Hazret-i Âişe (ra) validemiz anlatmıştır: Yanımda sohbet ettiğim bir kadın vardı. Rasulallah (s.a.v.) odama girince; “Bu kimdir?” buyurdu. Ben: “Falan kadındır.” dedim ve kadının namazlarından bahsetmeye başladım. Nihâyet Resûl-i Ekrem (s.a.v.):“Yeter!” dedi. “Güç yetirebildiğiniz kadar yapın. Allah’a and olsun ki, Cenâb-ı Hak sevap vermekten usanmaz; nihâyet siz usanırsınız.”(15)

Dilediğini dosdoğru yola ileten Allah, bu cümleden olmak üzere Müslümanları da “vasat bir ümmet” yapmıştır. “Sırât-ı müstakîm”in, “her türlü eğrilik, aşırılık ve sapıklıktan uzak, dosdoğru, adaletli, ölçülü, ılımlı ve dengeli bir yol, bir inanç ve yaşama biçimi” anlamına geldiği ifade etmiştik. Vasat ümmet de aynı şekilde “ifrat ve tefritlerden korunarak inancında, ahlâkında, her türlü tutum ve davranışlarında doğruluk, dürüstlük ve adalet çizgisinde kalmayı başaran dengeli, sağduyulu, ölçülü, insaflı ve uyumlu nesil, toplum” anlamına gelir. Buradaki “vasat” kelimesi, “hem maddî ve bedensel tutkulara kapılmaktan, zevk ve sefahate dalmaktan hem de bedensel ve dünyevî İhtiyaçları büsbütün reddederek bir tür ruhbanlık hayatına kendini kaptırmaktan korunan” şeklînde de açıklanmıştır.(16)

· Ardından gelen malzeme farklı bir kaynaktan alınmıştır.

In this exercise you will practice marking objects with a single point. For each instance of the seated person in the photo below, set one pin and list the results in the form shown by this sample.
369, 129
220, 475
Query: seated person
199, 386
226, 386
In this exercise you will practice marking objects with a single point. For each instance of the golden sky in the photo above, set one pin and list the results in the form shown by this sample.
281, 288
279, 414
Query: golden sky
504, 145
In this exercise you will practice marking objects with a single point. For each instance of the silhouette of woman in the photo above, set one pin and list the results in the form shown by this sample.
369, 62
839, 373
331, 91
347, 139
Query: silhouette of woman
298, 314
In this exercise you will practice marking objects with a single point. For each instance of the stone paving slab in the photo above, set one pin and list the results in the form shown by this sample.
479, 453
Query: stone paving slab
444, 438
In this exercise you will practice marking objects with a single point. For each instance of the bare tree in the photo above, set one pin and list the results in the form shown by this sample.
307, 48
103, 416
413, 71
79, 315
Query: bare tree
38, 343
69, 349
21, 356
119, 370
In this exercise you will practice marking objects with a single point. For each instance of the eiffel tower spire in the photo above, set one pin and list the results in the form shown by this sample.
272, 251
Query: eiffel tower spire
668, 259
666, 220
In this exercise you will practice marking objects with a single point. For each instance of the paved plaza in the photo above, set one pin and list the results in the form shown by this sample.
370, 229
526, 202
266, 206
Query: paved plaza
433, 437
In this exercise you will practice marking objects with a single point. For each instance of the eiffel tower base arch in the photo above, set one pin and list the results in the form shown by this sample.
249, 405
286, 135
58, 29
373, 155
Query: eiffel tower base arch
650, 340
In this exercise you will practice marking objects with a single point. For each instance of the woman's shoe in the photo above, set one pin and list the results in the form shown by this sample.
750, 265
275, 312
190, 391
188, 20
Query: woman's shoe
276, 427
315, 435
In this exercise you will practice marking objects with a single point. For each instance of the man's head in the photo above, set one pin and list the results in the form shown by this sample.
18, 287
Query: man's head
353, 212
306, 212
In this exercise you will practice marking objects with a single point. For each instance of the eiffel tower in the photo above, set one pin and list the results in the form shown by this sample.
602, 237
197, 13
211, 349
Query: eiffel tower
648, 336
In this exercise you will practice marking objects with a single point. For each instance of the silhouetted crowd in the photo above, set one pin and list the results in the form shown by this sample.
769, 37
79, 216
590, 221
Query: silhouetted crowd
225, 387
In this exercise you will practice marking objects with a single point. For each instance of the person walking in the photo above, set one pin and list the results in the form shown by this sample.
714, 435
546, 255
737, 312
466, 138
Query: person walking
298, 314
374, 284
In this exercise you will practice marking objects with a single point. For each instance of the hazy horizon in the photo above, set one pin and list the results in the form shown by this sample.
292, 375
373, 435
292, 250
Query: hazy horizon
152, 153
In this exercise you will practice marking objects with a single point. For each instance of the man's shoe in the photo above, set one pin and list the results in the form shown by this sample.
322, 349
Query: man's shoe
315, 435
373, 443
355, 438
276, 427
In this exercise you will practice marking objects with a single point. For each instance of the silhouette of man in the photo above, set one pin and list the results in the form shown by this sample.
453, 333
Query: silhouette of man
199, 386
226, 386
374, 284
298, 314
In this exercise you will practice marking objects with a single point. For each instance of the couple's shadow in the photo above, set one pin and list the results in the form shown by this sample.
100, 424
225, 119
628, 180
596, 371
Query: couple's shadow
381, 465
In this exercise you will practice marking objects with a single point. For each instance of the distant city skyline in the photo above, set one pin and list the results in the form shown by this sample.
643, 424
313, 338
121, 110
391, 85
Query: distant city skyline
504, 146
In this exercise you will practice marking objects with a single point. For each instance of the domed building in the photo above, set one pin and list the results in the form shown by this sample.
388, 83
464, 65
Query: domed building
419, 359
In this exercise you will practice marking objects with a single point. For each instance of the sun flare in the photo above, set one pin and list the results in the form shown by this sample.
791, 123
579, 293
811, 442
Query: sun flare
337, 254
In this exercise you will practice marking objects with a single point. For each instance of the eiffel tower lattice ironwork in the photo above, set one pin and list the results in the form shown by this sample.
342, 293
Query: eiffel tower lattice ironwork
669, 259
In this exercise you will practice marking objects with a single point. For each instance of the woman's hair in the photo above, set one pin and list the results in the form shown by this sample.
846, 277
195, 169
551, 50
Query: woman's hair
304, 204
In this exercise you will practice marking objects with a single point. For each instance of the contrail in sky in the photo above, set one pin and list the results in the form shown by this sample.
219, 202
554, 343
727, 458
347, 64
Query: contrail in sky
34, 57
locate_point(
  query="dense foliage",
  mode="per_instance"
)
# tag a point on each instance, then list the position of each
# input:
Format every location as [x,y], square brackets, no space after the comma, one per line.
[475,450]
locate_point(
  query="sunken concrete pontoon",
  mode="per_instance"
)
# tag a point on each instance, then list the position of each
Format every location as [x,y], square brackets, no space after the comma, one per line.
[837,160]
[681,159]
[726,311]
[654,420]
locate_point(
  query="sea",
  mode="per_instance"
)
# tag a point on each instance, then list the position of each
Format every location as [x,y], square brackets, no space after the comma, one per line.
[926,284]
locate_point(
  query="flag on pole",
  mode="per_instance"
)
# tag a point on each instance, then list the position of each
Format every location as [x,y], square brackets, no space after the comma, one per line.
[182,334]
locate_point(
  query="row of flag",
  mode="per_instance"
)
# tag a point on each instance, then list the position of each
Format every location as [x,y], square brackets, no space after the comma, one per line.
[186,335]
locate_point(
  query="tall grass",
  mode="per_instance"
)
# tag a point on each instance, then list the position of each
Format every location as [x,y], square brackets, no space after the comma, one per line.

Ebu Davud’un rivayet ettiği hadis-i şerifte Peygamber Efendimiz (s.a.v), “İtidal, teenni, hal ve gidişi iyi olmak peygamberliğin yirmi dört kısmından bir kısımdır”  buyurmuştur.

Kur’an’da müminlerin “vasat bir ümmet” kılındığı haber verilmektedir.(17) Her ne kadar “vasat” kelimesi dilimizde “ne iyi, ne kötü; orta halli” anlamında kullanılmaktaysa da, burada bir anlam kayması mevcuttur. Zira Kur’an dilinde “vasat” kelimesi “her şeyin en hayırlısı ve efdal olanı ” anlamına gelmektedir.(18)

Hâce Ubeydullah hazretleri, “Beni Hûd suresi yaşlandırdı”(19) hadisini şöyle izah etmiştir: “Rasulallah Efendimiz (s.a.v), Hûd suresinde ”Sana emredildiği gibi istikamet üzere ol“(20) hitabına muhatap olduğu için böyle buyurmuşlardır.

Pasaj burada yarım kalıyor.